CFG.train_list = "/path/to/splits/heart_fold0_train.txt"
CFG.val_list   = "/path/to/splits/heart_fold0_val.txt"

# Model choice & capacity
CFG.model_name    = "seresunetpp_ds"   # or "unet3d_light" for the baseline
CFG.base_channels = 24                 # try 32 if VRAM allows

# Match nnU-Net plan
CFG.patch_size = (80, 192, 160)
CFG.batch_size = 1                     # keep memory safe; emulate batch=2 via accumulation

# Loss / Deep supervision
CFG.bce_weight = 0.4                   # try 0.3 later
CFG.ds_weights = (0.2, 0.3, 0.5)

# Training schedule (kept from defaults, repeated here for clarity)
CFG.epochs        = 150
CFG.lr            = 3e-4
CFG.weight_decay  = 1e-5
CFG.grad_clip     = 1.0
CFG.amp           = True
CFG.use_ema       = False

# Eval
CFG.threshold     = 0.5
print("Overrides applied:", CFG)


## 3) Utilities & Normalization Toggle

In [None]:
def robust_min_max(x: np.ndarray, qmin=0.0, qmax=99.5):
    lo, hi = np.percentile(x, [qmin, qmax])
    if hi <= lo:
        hi = lo + 1e-5
    x = np.clip((x - lo) / (hi - lo), 0.0, 1.0)
    return x

def load_volume(path: str) -> np.ndarray:
    if path.lower().endswith(('.nii', '.nii.gz')):
        assert nib is not None, "Install nibabel to read NIfTI."
        vol = nib.load(path).get_fdata().astype(np.float32)
        return vol
    elif path.lower().endswith('.npy'):
        return np.load(path).astype(np.float32)
    else:
        raise ValueError(f"Unsupported volume ext: {path}")
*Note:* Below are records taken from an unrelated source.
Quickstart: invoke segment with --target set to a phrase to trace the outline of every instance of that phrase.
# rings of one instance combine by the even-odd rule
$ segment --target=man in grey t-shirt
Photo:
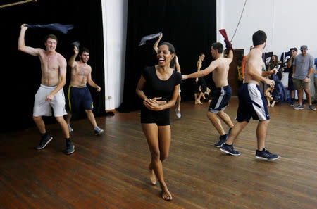
[[[294,87],[297,90],[298,101],[299,104],[297,106],[295,110],[302,110],[303,107],[303,89],[306,93],[309,103],[309,109],[316,110],[311,105],[311,95],[309,90],[310,77],[313,70],[313,58],[307,53],[307,46],[301,46],[301,54],[297,55],[294,61],[293,65],[293,82]]]

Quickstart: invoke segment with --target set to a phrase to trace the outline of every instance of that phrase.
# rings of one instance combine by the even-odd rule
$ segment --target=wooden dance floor
[[[208,106],[182,103],[180,119],[171,110],[172,144],[163,163],[170,202],[149,184],[150,153],[136,111],[97,118],[106,130],[101,137],[87,119],[74,121],[70,156],[61,152],[58,124],[46,126],[54,139],[40,151],[34,149],[35,127],[0,134],[0,208],[316,208],[316,111],[270,108],[266,147],[280,158],[263,161],[255,158],[256,121],[235,144],[241,156],[213,146],[218,134],[206,117]],[[225,112],[234,123],[237,108],[232,98]]]

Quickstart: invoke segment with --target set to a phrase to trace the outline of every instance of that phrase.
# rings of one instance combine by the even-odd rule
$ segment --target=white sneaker
[[[69,132],[73,132],[74,130],[72,129],[72,127],[70,127],[70,124],[68,124],[68,130],[69,130]]]

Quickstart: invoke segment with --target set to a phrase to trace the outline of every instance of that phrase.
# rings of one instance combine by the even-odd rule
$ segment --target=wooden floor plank
[[[235,142],[241,156],[214,147],[218,134],[206,117],[208,106],[182,103],[180,119],[172,108],[172,143],[163,162],[170,202],[149,184],[150,153],[135,111],[97,118],[106,129],[100,137],[88,120],[73,121],[70,156],[61,152],[57,124],[47,125],[54,139],[40,151],[34,148],[36,128],[0,134],[0,208],[316,208],[315,111],[287,103],[269,108],[266,146],[281,158],[267,162],[255,158],[256,121]],[[232,98],[225,112],[234,123],[237,108]]]

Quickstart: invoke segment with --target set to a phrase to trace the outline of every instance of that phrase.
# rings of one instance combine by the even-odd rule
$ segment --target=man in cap
[[[311,95],[309,90],[310,77],[313,70],[313,58],[308,54],[308,47],[306,45],[301,46],[301,53],[297,55],[293,64],[293,82],[295,89],[297,90],[298,101],[297,105],[294,109],[302,110],[303,106],[303,89],[305,91],[306,97],[309,103],[309,107],[311,110],[316,110],[316,108],[311,105]]]

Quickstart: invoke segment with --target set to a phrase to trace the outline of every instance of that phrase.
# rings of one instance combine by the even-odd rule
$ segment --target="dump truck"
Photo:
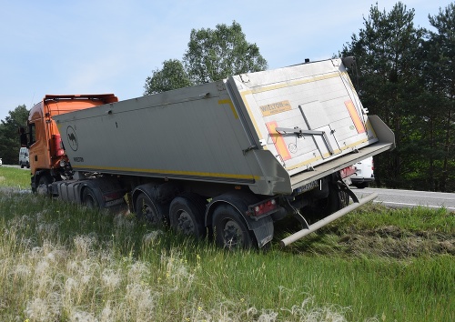
[[[228,248],[262,247],[289,218],[288,245],[372,200],[349,189],[351,165],[395,146],[360,103],[353,64],[303,63],[124,101],[46,96],[28,121],[32,189],[126,205]]]

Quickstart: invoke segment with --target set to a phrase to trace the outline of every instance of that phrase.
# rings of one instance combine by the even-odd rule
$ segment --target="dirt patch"
[[[347,253],[404,258],[434,254],[455,256],[455,234],[409,231],[395,226],[357,231],[339,237]]]

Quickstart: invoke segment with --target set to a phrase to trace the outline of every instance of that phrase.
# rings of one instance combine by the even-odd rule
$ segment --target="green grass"
[[[0,320],[455,320],[453,213],[367,206],[289,247],[278,227],[268,250],[228,252],[2,188],[27,173],[5,169]]]
[[[5,166],[0,166],[0,186],[29,189],[30,170],[18,169]]]

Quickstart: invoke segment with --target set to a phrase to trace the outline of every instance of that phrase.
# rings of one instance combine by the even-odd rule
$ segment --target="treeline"
[[[369,114],[395,133],[397,148],[374,158],[377,184],[392,188],[455,191],[455,5],[414,25],[414,10],[371,6],[363,28],[340,55]]]
[[[0,123],[0,157],[4,165],[19,164],[19,127],[26,128],[28,109],[25,105],[9,111]]]
[[[339,55],[356,57],[349,72],[364,106],[396,136],[397,148],[374,158],[377,185],[455,192],[455,5],[429,15],[430,30],[413,20],[414,9],[400,2],[389,12],[373,5]],[[216,80],[236,74],[239,65],[246,73],[266,68],[267,61],[255,44],[246,42],[238,24],[192,30],[183,63],[164,62],[147,78],[144,94],[206,82],[204,75]],[[17,128],[25,121],[25,106],[1,121],[0,157],[5,164],[17,163]]]

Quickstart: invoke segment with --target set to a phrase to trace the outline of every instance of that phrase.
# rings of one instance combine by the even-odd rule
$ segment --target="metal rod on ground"
[[[288,245],[304,237],[305,236],[319,229],[320,227],[323,227],[324,226],[334,221],[335,219],[339,218],[340,216],[348,214],[349,212],[351,212],[352,210],[359,207],[360,206],[365,205],[366,203],[375,199],[376,197],[378,197],[377,193],[369,195],[369,196],[361,198],[360,200],[359,200],[359,203],[350,204],[349,206],[337,211],[336,213],[333,213],[332,215],[326,216],[324,219],[321,219],[321,220],[316,222],[315,224],[311,225],[308,229],[299,230],[297,233],[294,233],[291,236],[288,236],[286,238],[281,239],[281,242],[280,242],[281,247],[288,246]]]

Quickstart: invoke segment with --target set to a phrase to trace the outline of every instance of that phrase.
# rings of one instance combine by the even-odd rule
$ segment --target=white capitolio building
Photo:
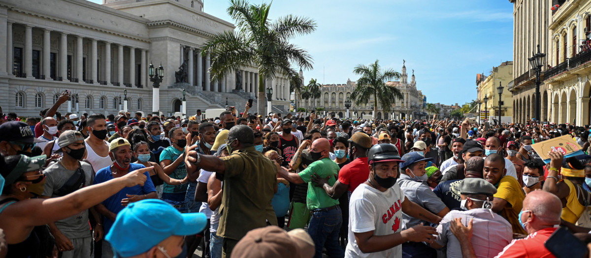
[[[103,0],[102,5],[0,0],[4,112],[37,116],[65,90],[72,98],[59,109],[62,113],[126,110],[169,115],[181,111],[183,89],[189,115],[226,102],[240,110],[248,98],[256,102],[255,67],[210,82],[210,57],[200,48],[212,35],[235,27],[203,12],[203,6],[200,0]],[[164,67],[157,110],[152,110],[150,64]],[[287,78],[278,76],[267,83],[274,88],[273,110],[288,111]]]

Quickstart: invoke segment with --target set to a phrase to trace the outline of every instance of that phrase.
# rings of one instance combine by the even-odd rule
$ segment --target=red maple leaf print
[[[398,231],[398,229],[400,228],[400,219],[398,217],[394,219],[394,224],[392,225],[392,230],[395,232]]]

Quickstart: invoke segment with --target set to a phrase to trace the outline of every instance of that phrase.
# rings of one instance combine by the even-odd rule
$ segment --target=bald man
[[[309,144],[310,140],[304,142]],[[331,198],[322,186],[316,186],[310,179],[312,176],[326,178],[329,185],[335,184],[339,165],[329,158],[330,150],[330,143],[328,140],[320,138],[314,141],[310,155],[315,161],[297,174],[289,173],[287,169],[276,163],[280,177],[295,184],[308,183],[307,206],[312,213],[308,233],[314,240],[316,249],[314,257],[317,258],[322,257],[323,247],[326,249],[327,253],[331,257],[345,256],[345,252],[339,244],[339,231],[343,222],[339,200]]]
[[[530,193],[524,200],[523,210],[519,218],[529,236],[525,239],[514,240],[496,257],[553,257],[544,246],[544,242],[558,229],[554,226],[560,224],[561,211],[562,204],[556,196],[545,191]],[[460,241],[462,256],[465,258],[475,258],[471,241],[472,222],[462,222],[457,219],[455,222],[452,223],[452,231]],[[465,226],[464,223],[467,223],[468,227]]]

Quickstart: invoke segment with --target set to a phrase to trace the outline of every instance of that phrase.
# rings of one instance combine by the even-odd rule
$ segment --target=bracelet
[[[548,176],[546,177],[546,178],[554,178],[555,180],[556,180],[557,182],[558,181],[558,177],[555,177],[554,176]]]

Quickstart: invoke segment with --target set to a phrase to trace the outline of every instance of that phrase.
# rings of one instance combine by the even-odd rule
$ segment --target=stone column
[[[107,81],[107,85],[111,84],[111,42],[105,42],[105,80]],[[106,103],[105,104],[106,105]]]
[[[66,39],[64,39],[64,38],[66,38],[66,37],[64,36],[64,34],[62,33],[61,34],[61,39],[62,39],[62,41],[63,41],[65,42],[66,42]],[[77,36],[76,37],[76,76],[78,77],[78,82],[82,82],[82,79],[84,78],[82,76],[82,72],[84,72],[82,71],[82,61],[83,61],[83,59],[82,59],[82,45],[83,44],[82,39],[83,39],[83,38],[82,37],[80,37],[80,36]],[[67,45],[66,44],[66,43],[62,43],[62,44],[64,44],[64,45],[62,45],[62,47],[63,47],[64,45],[67,46]],[[61,50],[60,50],[60,51],[61,51]],[[64,54],[62,55],[62,57],[63,58],[66,58],[65,60],[67,59],[67,51],[66,51],[64,50]],[[66,71],[66,70],[67,70],[67,67],[66,64],[65,64],[65,63],[66,63],[66,62],[64,62],[64,64],[62,64],[62,68],[63,68],[63,71],[62,72],[67,72]],[[63,77],[64,80],[65,80],[66,78],[67,78],[67,77]]]
[[[99,78],[98,74],[97,72],[98,72],[98,69],[97,69],[98,68],[98,67],[97,67],[96,65],[97,63],[98,62],[97,61],[98,60],[99,58],[98,55],[98,42],[97,42],[96,39],[94,38],[92,39],[92,45],[91,47],[91,50],[92,55],[91,57],[92,58],[90,59],[90,65],[89,66],[90,67],[90,69],[92,69],[92,71],[90,72],[90,74],[92,75],[92,77],[90,78],[90,80],[92,80],[92,83],[97,83],[98,82],[98,78]]]
[[[49,62],[51,52],[51,30],[43,29],[43,75],[45,75],[46,80],[51,79],[51,64]]]
[[[187,62],[187,69],[189,70],[187,71],[187,76],[189,77],[187,81],[189,82],[189,85],[193,86],[195,85],[193,83],[193,71],[195,69],[193,67],[193,48],[189,48],[189,62]]]
[[[144,88],[148,88],[148,85],[146,85],[146,50],[142,49],[141,54],[141,62],[140,64],[140,74],[141,78],[139,78],[139,84],[141,84]]]
[[[27,78],[33,78],[33,27],[25,25],[25,73]]]
[[[129,83],[135,85],[135,48],[129,47]]]
[[[117,49],[117,80],[119,80],[119,85],[125,87],[123,85],[123,45],[119,45]]]
[[[6,31],[6,72],[12,75],[14,57],[12,56],[12,23],[7,22]]]
[[[211,82],[209,81],[209,67],[211,66],[211,56],[207,52],[207,55],[205,56],[205,90],[211,91]]]
[[[203,60],[201,57],[201,51],[197,51],[197,86],[200,89],[203,87]]]

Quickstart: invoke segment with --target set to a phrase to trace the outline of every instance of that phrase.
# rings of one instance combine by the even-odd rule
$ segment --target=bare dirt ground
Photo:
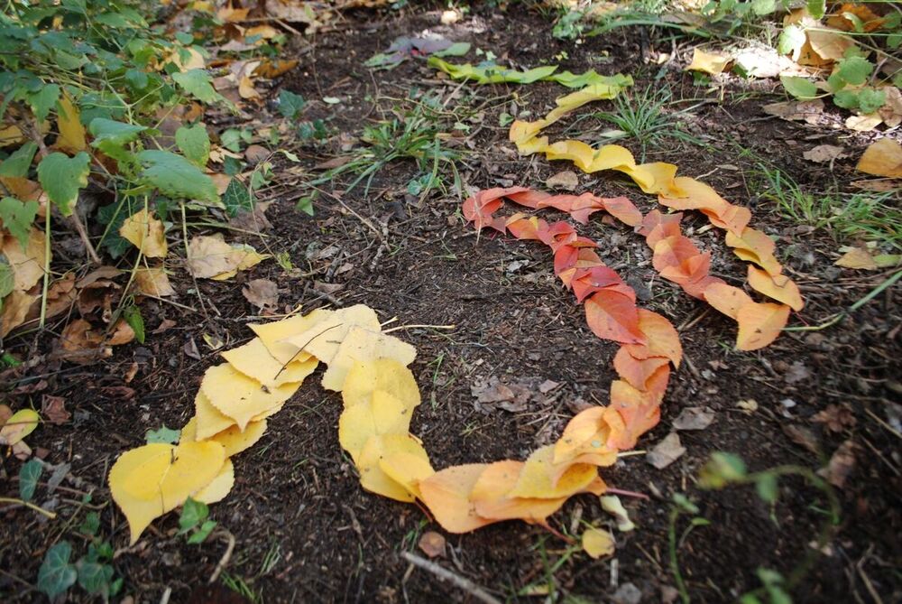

def center_crop_or_pad(vol: np.ndarray, target: Tuple[int,int,int]) -> np.ndarray:
    z, y, x = vol.shape[-3:]
    tz, ty, tx = target
    pad_z = max(0, tz - z); pad_y = max(0, ty - y); pad_x = max(0, tx - x)
    if pad_z or pad_y or pad_x:
        vol = np.pad(vol, ((pad_z//2, pad_z - pad_z//2),
                           (pad_y//2, pad_y - pad_y//2),
                           (pad_x//2, pad_x - pad_x//2)), mode='edge')
        z, y, x = vol.shape
    sz = (z - tz)//2; sy = (y - ty)//2; sx = (x - tx)//2
    return vol[sz:sz+tz, sy:sy+ty, sx:sx+tx]

# === Normalization options ===
setattr(CFG, 'norm_mode', 'zscore')           # 'zscore' | 'robust'
setattr(CFG, 'zscore_use_nonzero', True)
setattr(CFG, 'zscore_clip', 3.0)
setattr(CFG, 'norm_min', 0.0)
setattr(CFG, 'norm_max', 99.5)

def normalize_volume(vol: np.ndarray, cfg=CFG) -> np.ndarray:
    mode = getattr(cfg, 'norm_mode', 'zscore')
    if mode == 'robust':
        return robust_min_max(vol, qmin=getattr(cfg,'norm_min',0.0), qmax=getattr(cfg,'norm_max',99.5)).astype(np.float32)
    # z-score (nnU-Net-like)
    nz = vol != 0 if getattr(cfg, 'zscore_use_nonzero', True) else np.ones_like(vol, dtype=bool)
    if nz.any():
        m = vol[nz].mean(); s = vol[nz].std()
    else:
        m = vol.mean(); s = vol.std()
    s = s + 1e-8
    vol = (vol - m) / s
    clipv = getattr(cfg, 'zscore_clip', 0.0) or 0.0
    if clipv and clipv > 0:
        vol = np.clip(vol, -clipv, clipv)
    return vol.astype(np.float32)

print('Normalization mode:', CFG.norm_mode)


## 4) Dataset & Dataloader

In [None]:
class VolPairDataset(Dataset):
    def __init__(self, list_file: str, cfg: Config, augment: bool = False):
        self.items = []
        with open(list_file, 'r') as f:
            for line in f:
                line = line.strip()
                if not line: continue
                vol_path, lab_path = line.split()
                self.items.append((vol_path, lab_path))
        self.cfg = cfg
        self.augment = augment

    def __len__(self):
        return len(self.items)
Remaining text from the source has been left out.